Die ersten 12 Folgen der Polygamieserie, die folgerichtig auch eine Serie über Viagrakonsum ist und in Salt Lake City spielt, beginnen mit einem sensationellen Vorspann. Bill Henrickson und seine drei Frauen laufen sich auf dem Eis in die Arme und wieder auseinander, verwirren sich in einem Schleierwald der Gefühle, der Zweifel und der Angst, um am Ende doch gemeinsam am Essenstisch zu sitzen. Der durchschimmernde religiöse Unterbau des polygamistischen Weltbildes zeigt, wie viel Recherchearbeit in die Serie geflossen ist.
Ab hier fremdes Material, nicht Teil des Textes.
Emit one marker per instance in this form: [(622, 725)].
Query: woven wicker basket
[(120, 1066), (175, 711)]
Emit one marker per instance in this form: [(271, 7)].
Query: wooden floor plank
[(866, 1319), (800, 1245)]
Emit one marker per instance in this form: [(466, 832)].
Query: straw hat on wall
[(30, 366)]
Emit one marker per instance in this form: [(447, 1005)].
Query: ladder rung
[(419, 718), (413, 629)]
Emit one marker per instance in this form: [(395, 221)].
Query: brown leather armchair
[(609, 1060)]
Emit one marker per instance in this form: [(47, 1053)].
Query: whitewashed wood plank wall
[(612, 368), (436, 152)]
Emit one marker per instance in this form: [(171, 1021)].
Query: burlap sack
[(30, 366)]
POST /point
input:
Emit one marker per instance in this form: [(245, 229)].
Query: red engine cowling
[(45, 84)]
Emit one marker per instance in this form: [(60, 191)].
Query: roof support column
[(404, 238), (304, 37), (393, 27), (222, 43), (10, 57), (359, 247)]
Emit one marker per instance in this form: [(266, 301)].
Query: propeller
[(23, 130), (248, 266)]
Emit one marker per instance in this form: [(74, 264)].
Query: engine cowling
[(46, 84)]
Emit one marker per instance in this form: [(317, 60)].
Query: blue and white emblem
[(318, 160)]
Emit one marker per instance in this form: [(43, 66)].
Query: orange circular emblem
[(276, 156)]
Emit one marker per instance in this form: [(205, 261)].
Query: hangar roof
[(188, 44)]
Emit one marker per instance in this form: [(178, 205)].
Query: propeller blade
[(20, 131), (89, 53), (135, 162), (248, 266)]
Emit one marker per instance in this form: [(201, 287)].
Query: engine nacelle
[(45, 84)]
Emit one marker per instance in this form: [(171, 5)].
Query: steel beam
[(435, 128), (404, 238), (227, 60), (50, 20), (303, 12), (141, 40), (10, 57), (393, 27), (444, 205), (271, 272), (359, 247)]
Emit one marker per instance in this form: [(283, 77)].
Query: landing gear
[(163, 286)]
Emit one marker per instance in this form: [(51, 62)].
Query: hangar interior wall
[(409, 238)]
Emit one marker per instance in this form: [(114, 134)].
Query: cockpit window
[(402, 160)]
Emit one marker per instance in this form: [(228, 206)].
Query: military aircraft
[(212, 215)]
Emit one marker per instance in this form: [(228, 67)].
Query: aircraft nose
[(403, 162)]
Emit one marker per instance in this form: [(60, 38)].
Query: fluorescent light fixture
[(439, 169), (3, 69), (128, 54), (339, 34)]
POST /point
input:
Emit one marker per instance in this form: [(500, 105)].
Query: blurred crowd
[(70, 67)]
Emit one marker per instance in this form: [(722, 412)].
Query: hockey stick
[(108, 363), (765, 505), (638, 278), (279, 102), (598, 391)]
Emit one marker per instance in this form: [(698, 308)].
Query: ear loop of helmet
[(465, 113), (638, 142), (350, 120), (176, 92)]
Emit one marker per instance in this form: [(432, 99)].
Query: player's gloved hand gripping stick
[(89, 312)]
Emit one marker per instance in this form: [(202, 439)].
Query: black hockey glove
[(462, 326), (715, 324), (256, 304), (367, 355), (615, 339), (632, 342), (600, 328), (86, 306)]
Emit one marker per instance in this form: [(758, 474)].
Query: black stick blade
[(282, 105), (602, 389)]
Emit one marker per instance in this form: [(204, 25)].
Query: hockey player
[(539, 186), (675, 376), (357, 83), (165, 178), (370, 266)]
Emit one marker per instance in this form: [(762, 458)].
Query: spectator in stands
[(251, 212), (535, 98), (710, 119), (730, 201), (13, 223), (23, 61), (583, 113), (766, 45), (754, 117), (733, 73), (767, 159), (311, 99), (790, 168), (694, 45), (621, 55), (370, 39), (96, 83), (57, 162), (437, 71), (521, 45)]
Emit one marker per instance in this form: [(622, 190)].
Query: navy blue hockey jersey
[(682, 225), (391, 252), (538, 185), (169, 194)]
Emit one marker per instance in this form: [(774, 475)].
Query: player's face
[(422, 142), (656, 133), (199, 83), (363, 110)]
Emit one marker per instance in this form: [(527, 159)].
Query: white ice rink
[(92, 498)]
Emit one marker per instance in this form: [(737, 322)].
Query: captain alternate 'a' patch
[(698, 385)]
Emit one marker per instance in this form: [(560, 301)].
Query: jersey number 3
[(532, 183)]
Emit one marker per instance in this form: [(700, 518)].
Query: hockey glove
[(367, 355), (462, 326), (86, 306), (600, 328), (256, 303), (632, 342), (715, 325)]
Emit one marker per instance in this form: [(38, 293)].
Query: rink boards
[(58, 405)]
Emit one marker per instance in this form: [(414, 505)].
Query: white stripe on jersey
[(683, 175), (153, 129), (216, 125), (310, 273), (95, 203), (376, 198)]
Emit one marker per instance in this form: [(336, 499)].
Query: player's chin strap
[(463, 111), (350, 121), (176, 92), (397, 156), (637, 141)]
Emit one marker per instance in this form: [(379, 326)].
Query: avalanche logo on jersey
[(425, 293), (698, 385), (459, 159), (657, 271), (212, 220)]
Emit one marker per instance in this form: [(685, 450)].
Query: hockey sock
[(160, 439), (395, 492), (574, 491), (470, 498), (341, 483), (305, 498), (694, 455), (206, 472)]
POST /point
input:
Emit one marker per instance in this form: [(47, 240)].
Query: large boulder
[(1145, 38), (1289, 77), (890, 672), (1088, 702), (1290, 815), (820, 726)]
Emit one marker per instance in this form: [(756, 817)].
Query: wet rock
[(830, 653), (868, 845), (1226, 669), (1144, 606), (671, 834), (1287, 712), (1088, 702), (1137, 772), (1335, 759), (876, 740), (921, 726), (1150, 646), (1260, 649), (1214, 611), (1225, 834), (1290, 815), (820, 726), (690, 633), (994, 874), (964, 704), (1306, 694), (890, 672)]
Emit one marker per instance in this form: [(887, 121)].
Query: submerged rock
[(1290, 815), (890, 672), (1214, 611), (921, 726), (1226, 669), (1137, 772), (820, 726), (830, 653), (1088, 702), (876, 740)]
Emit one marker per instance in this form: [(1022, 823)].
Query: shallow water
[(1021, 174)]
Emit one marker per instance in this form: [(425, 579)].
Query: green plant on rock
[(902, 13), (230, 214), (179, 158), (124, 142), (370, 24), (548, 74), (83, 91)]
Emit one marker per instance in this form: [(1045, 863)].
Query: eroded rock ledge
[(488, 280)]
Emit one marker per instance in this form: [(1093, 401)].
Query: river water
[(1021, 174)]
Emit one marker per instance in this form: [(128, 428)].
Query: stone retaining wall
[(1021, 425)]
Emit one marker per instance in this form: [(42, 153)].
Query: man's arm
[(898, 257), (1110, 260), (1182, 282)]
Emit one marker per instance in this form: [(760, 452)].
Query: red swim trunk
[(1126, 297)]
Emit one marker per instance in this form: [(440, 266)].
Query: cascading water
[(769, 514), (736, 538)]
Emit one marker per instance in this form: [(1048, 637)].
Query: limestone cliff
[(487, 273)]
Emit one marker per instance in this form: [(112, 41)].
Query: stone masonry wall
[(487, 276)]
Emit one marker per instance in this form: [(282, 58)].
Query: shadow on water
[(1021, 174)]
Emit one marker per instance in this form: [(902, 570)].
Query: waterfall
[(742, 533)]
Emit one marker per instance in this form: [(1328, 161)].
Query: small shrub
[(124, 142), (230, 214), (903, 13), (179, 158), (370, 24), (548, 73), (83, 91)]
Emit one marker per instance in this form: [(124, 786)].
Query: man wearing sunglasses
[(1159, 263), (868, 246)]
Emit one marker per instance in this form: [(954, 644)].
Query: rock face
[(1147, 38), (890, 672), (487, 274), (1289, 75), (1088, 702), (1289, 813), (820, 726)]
Zu seinen Problemen beim Frauenhandling muss sich der Hausvater Henrickson von einem polygamen Kollegen etwa daran erinnern lassen: »they’re the path you’ve chosen, you gotta pray for guidance« (Folge 2). Das ist derselbe Kollege, der dann freudig berichtet, dass er eine neue Flamme hat und sie schnell als vierte Frau zur Familie hinzufügen möchte, weil sich auch die anderen Frauen schon auf den Neuzugang freuen würden. Neben dem Alltag des Versteckspiels um den eigenen Lebensstil (»I hate that about this life: all of us having to hide«, Folge 9) werden auch die skurrilen Seiten der Vielweiberei gezeigt, etwa wie die Ehefrauen die Daten ihres Menstruationszyklus austauschen, damit die Zweitfrau durch rechtzeitige Paarung mit dem Hausmann empfangen kann (Folgen 6 und 7). Und auch einen Satz wie den von Roman Grant, dem Impresario der Polygamisten, haben wir noch nicht gehört: »I have 31 children and 178 grand-children and I love every one of them.« (Folge 3) Roter Faden der ersten Staffel ist ein Businessfight innerhalb der Polygamistenszene. Da wird mit harten Bandagen gekämpft, und das führt soweit, dass ein Hausvater den anderen für seine Vielweiberei anschwärzt. Die Polygamie der Henrickson-Familie wird ausgeplauzt, sie müssen um alles fürchten, am Ende sind sie zurückgeworfen auf ihre Viersamkeit und die (bisher) 7 Kinder. Das Unhappy Ending spiegelt natürlich die Gesetzeslage in den USA wider, wo Polygamie seit langem verboten ist, und schafft aber auch Raum für die zweite Staffel, die nach dem großen Erfolg der ersten sofort durchgewunken wurde.

*

6. Over There   (1. und letzte Staffel, FX)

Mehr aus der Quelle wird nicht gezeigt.